A vontade de transformar o bairro e gerar melhorias sociais
também é característica do Núcleo
Poder e Revolução, que atua nos bairros do Parque
Bristol, Vila Livieiro e Jardim São Savério
(zona Sul de São Paulo). Maria Nilda Bota Almeida,
25, explica que o grupo - composto por 11 jovens, entre 14
e 28 anos - existe desde 1999 e passou pela mesma trajetória
do Força Ativa. Começou como uma "posse"
e virou um Núcleo Cultural, com direito a biblioteca
comunitária.
Ela conta que, no início do trabalho, os jovens apenas
"colocavam a mão na massa". Organizaram mutirões
de limpeza de um córrego, por exemplo. Mas depois,
notaram que, com uma ação mais política,
de conscientização do morador do bairro para
não sujar o córrego e de cobrança das
políticas públicas poderiam ter uma atuação
mais efetiva. Em decorrência da pressão pública
geral, eles conseguiram construir uma quadra de esportes e
também estão canalizando o córrego.
Jovens e política
A pesquisa "Jovens eleitores: consciência
e participação na política", realizada
recentemente pelo Instituto da Cidadania, na região
metropolitana de São Paulo com estudantes (a maioria
entre 15 e 17 anos) de duas escolas do Ensino Médio
(uma da rede pública e outra da rede privada), mostrou
que 90% dos estudantes acompanham os fatos políticos,
através da televisão, jornais, revistas e rádio,
principalmente.
A pesquisa foi realizada com estudantes que participaram
de um curso sobre a importância do voto, voltado para
estudantes do Ensino Médio e realizado também
pelo Instituto da Cidadania. Os estudantes foram avaliados
antes e depois do curso, que durava uma manhã e tinha
como conteúdo informações básicas
sobre política, voto e eleições, como
a diferença de atuação entre os poderes
Executivo e Legislativo, qual a importância de se conhecer
o papel de um deputado e de um vereador, quem são eles
e como participam da vida da cidade.
Ao contrário daquele estereótipo do adolescente
alienado, o estudo mostrou que, para 84% deles, a política
é interessante e faz parte de seu cotidiano. No entanto,
quando questionados sobre como pretendem atuar na política
brasileira, 65% dizem que apenas como eleitores e 25% através
da militância e do movimento estudantil. Marcia Vasconcellos,
superintendente do Instituto da Cidadania, avalia que isso
é reflexo de uma falta de canais de participação
para a juventude.
Um dado interessante apontado pelo estudo é que não
existe diferença de posicionamento entre os estudantes
da rede pública e da rede privada em relação
às suas prioridades. Ambos apontam educação,
emprego, segurança e distribuição de
renda como prioritários. A única diferença
é que os estudantes da rede privada colocam a segurança
em segundo lugar e o emprego em terceiro, ao contrário
do que dizem os estudantes da rede pública.

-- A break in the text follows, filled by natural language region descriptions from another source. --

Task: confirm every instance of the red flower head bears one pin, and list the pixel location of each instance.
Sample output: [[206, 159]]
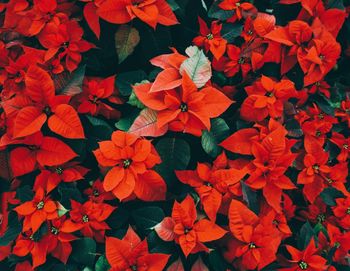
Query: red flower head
[[29, 243], [211, 183], [306, 259], [89, 218], [149, 11], [50, 178], [239, 7], [255, 245], [342, 212], [37, 211], [185, 108], [39, 149], [132, 160], [43, 105], [312, 176], [211, 39], [64, 39], [266, 98], [130, 253], [59, 242], [189, 232], [97, 193], [96, 92]]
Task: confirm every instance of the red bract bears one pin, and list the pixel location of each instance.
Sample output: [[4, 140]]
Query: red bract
[[184, 109], [130, 253], [174, 135], [39, 150], [43, 105], [37, 211], [305, 260], [266, 98], [189, 233], [152, 12], [28, 243], [65, 40], [211, 38], [89, 218], [59, 242], [132, 160], [97, 93], [254, 244]]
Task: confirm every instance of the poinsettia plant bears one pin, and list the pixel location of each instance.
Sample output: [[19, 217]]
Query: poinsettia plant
[[174, 135]]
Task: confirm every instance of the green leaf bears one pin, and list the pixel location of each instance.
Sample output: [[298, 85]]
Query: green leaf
[[324, 104], [217, 13], [84, 251], [306, 233], [14, 228], [217, 262], [134, 101], [329, 195], [125, 80], [101, 129], [70, 84], [146, 218], [231, 31], [125, 123], [197, 66], [24, 193], [250, 197], [154, 43], [175, 154], [210, 140], [126, 39], [102, 264]]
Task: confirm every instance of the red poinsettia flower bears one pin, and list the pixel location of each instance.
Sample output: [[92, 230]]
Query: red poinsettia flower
[[59, 242], [239, 7], [266, 98], [89, 218], [338, 241], [91, 16], [344, 111], [37, 211], [320, 87], [342, 211], [343, 144], [185, 108], [44, 12], [50, 178], [43, 105], [96, 92], [130, 253], [211, 183], [151, 12], [64, 39], [292, 37], [306, 259], [29, 243], [233, 63], [39, 149], [319, 58], [270, 163], [97, 193], [311, 176], [170, 77], [189, 232], [255, 245], [132, 160], [211, 38]]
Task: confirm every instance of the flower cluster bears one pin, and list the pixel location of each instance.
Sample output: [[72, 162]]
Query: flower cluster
[[174, 135]]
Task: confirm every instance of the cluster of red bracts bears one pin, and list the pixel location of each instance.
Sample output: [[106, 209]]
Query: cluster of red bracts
[[39, 121]]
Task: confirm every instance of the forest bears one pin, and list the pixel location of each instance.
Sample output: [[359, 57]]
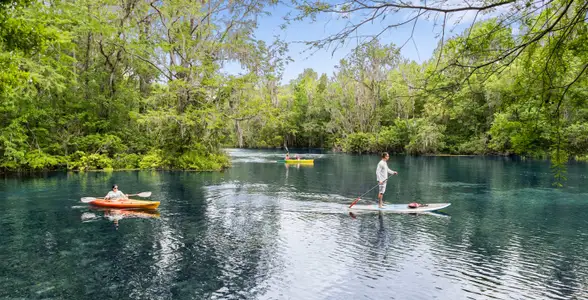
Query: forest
[[135, 84]]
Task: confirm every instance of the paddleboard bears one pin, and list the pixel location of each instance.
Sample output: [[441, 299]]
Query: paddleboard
[[400, 208], [130, 203]]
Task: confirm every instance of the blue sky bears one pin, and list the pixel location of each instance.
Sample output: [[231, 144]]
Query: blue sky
[[426, 37]]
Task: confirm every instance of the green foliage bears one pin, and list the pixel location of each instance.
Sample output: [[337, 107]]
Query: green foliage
[[126, 161], [102, 85], [426, 137], [84, 162], [37, 160], [358, 142]]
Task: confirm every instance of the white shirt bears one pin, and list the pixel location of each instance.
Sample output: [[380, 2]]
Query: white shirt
[[382, 171]]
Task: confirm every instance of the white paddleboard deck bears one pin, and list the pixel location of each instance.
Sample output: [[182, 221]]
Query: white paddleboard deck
[[400, 208]]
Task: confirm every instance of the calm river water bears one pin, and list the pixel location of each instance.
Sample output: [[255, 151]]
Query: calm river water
[[264, 230]]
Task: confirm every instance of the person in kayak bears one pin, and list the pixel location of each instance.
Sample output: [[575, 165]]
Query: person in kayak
[[382, 172], [115, 194]]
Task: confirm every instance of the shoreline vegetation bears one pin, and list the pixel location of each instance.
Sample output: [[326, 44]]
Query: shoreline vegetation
[[89, 85]]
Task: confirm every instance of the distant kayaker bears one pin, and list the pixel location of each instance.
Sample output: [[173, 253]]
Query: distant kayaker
[[115, 194], [382, 172]]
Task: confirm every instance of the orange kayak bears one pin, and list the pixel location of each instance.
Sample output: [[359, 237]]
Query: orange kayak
[[130, 203]]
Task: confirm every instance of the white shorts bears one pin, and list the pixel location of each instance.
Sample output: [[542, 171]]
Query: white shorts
[[382, 188]]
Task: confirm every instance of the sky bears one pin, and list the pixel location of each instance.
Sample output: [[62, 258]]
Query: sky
[[426, 36]]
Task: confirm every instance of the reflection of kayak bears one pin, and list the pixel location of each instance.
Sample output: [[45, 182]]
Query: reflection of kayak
[[297, 161], [130, 203], [400, 208]]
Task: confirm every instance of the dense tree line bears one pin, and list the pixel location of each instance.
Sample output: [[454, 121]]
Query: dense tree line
[[140, 84]]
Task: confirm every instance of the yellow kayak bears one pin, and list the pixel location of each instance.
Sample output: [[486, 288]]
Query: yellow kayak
[[297, 161]]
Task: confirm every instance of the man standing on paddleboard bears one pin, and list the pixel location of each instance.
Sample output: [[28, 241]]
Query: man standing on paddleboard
[[382, 172]]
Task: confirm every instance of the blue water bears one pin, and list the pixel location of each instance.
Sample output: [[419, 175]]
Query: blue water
[[265, 230]]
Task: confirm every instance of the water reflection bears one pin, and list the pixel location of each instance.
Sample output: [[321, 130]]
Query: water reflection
[[252, 232]]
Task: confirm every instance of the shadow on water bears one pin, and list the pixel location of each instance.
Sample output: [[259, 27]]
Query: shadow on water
[[263, 230]]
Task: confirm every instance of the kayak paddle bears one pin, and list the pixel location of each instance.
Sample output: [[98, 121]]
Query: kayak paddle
[[90, 199]]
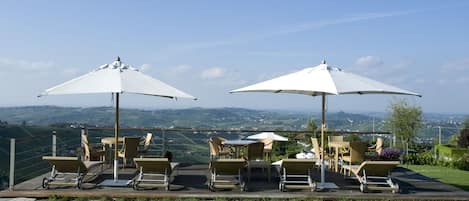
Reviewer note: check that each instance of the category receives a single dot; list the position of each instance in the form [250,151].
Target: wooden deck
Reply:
[191,182]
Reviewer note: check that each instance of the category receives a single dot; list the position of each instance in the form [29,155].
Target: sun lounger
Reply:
[297,174]
[67,171]
[375,175]
[153,172]
[226,174]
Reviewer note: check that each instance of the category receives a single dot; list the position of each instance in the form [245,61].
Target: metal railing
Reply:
[26,153]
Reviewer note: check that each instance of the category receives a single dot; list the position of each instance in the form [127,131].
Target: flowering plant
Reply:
[390,154]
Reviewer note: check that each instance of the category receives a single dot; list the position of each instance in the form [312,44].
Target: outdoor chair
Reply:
[334,138]
[375,175]
[355,155]
[153,172]
[129,149]
[226,174]
[378,147]
[255,159]
[268,143]
[317,153]
[91,152]
[68,171]
[146,144]
[297,174]
[217,150]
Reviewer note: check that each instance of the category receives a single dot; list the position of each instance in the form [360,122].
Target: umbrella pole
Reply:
[323,125]
[116,137]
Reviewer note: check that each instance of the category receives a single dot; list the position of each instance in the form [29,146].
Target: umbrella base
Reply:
[115,183]
[326,185]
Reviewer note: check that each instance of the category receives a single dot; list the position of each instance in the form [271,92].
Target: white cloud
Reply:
[145,67]
[455,66]
[181,69]
[70,71]
[9,65]
[212,73]
[289,29]
[368,62]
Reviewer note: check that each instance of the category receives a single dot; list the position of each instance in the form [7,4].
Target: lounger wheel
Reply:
[166,187]
[281,187]
[79,183]
[45,183]
[135,185]
[242,187]
[210,186]
[396,189]
[363,188]
[313,187]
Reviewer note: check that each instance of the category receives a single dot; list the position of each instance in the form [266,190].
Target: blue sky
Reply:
[208,48]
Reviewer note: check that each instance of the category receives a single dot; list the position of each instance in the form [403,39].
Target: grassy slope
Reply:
[458,178]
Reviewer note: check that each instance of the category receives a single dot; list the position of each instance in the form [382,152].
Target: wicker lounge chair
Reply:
[91,152]
[68,171]
[375,175]
[226,174]
[255,159]
[297,174]
[129,149]
[153,172]
[355,155]
[146,144]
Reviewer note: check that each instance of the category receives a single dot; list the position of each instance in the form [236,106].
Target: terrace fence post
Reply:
[81,155]
[12,165]
[54,143]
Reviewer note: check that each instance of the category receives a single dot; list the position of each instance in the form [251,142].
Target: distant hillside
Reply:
[192,117]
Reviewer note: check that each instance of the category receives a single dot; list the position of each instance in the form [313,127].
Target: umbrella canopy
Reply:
[323,80]
[116,78]
[268,135]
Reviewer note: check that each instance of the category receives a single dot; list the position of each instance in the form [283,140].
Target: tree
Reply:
[463,139]
[405,120]
[312,127]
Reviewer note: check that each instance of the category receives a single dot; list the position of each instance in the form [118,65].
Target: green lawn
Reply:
[458,178]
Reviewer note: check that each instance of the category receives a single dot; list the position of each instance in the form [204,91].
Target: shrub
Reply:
[390,154]
[423,158]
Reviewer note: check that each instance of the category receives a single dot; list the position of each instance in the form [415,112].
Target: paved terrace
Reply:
[191,181]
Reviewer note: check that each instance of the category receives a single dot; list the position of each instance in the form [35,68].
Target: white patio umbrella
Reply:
[116,78]
[268,135]
[323,80]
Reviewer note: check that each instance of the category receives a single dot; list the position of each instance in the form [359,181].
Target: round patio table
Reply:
[237,144]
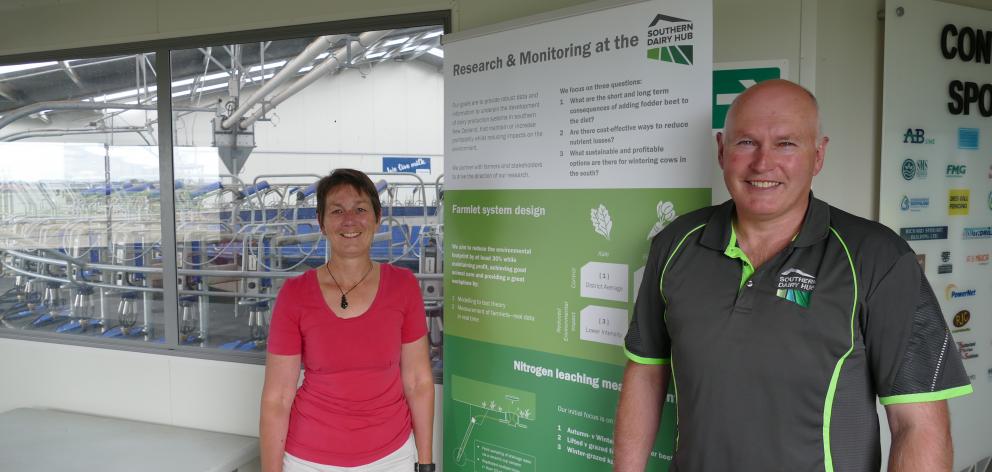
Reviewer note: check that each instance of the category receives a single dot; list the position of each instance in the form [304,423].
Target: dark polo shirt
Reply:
[777,369]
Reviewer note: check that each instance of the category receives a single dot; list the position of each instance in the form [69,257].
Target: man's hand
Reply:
[641,400]
[921,437]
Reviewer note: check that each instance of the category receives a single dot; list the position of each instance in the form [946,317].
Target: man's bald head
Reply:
[776,89]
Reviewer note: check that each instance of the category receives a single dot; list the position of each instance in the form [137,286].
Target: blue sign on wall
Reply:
[420,165]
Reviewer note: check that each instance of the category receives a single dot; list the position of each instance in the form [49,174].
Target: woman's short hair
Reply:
[356,179]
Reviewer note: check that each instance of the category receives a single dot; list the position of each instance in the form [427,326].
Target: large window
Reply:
[81,234]
[88,233]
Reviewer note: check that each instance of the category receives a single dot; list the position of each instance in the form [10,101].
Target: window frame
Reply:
[163,48]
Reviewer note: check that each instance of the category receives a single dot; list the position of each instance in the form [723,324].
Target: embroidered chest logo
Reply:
[796,286]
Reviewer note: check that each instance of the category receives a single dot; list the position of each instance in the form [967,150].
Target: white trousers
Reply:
[401,460]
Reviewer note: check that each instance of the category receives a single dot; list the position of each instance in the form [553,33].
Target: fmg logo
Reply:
[956,170]
[916,136]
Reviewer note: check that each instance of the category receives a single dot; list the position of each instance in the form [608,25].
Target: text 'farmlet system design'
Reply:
[569,143]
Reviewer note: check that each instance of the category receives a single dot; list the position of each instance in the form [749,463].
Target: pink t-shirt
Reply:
[350,409]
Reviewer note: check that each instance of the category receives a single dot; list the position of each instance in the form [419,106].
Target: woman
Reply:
[360,331]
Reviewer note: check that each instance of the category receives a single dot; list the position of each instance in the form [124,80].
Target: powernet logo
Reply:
[670,38]
[951,292]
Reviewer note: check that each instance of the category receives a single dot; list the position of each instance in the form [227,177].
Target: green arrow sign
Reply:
[729,83]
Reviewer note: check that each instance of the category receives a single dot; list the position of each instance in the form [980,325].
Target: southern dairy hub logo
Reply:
[914,169]
[968,138]
[796,286]
[669,37]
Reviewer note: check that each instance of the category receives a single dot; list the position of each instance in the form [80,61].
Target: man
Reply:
[780,319]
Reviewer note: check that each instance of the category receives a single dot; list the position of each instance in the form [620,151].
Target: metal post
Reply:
[167,206]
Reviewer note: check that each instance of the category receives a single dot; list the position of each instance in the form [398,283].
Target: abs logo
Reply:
[956,170]
[664,33]
[951,292]
[916,136]
[957,201]
[914,204]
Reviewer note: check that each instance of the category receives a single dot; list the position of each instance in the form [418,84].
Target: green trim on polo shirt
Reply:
[927,396]
[734,251]
[645,360]
[828,402]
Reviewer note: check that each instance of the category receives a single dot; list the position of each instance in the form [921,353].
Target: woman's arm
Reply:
[418,386]
[282,374]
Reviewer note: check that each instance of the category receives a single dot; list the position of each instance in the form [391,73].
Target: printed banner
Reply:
[936,182]
[569,144]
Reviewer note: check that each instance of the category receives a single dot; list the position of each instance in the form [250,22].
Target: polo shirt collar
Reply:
[816,225]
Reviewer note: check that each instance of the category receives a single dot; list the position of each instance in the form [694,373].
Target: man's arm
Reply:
[641,400]
[921,437]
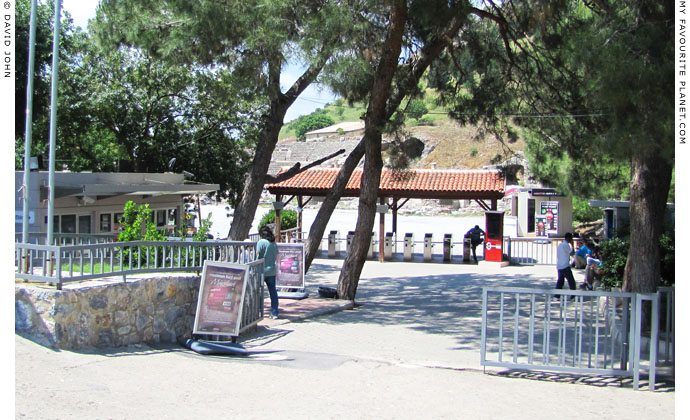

Os principais problemas dos políticos apontados pelos
estudantes são a corrupção, o não
cumprimento das promessas eleitorais e o fato de estarem distantes
da realidade. Marcia diz que os estudantes têm um preconceito
em relação à qualidade da política.
Ela acredita que isso é decorrente do "barulho
que a mídia sempre faz, ressaltando os aspectos negativos
da política" e não as boas propostas dos
governantes. "Políticos desonestos existem, mas
não se pode generalizar", afirma.
Segundo Marcia Vasconcellos, todos esses dados, além
da experiência desenvolvida com os alunos durante o
curso apontam para o fato de que o jovem brasileiro tem uma
postura madura em relação à política
e interiorizou os valores da democracia. A pesquisa sugere,
entretanto, que a melhoria da qualidade do voto depende do
aumento da escolaridade da população.
Ação cotidiana
A estudante de jornalismo Marcela Freitas, 21, participa
do grupo Comitê Ação Política,
que embora atualmente esteja com suas atividades paralisadas,
durante 2,5 anos reuniu 12 jovens de 15 a 21 anos, desenvolveu
diversas atividades, inclusive de estudos sobre política,
no bairro do Jardim São Gonçalo, na zona Leste
da capital. O grupo organizou aulas de política e cidadania
com o sociólogo Eduardo Gianotti, professor aposentado
da USP.
Para Marcela, a política - "do jeito que está"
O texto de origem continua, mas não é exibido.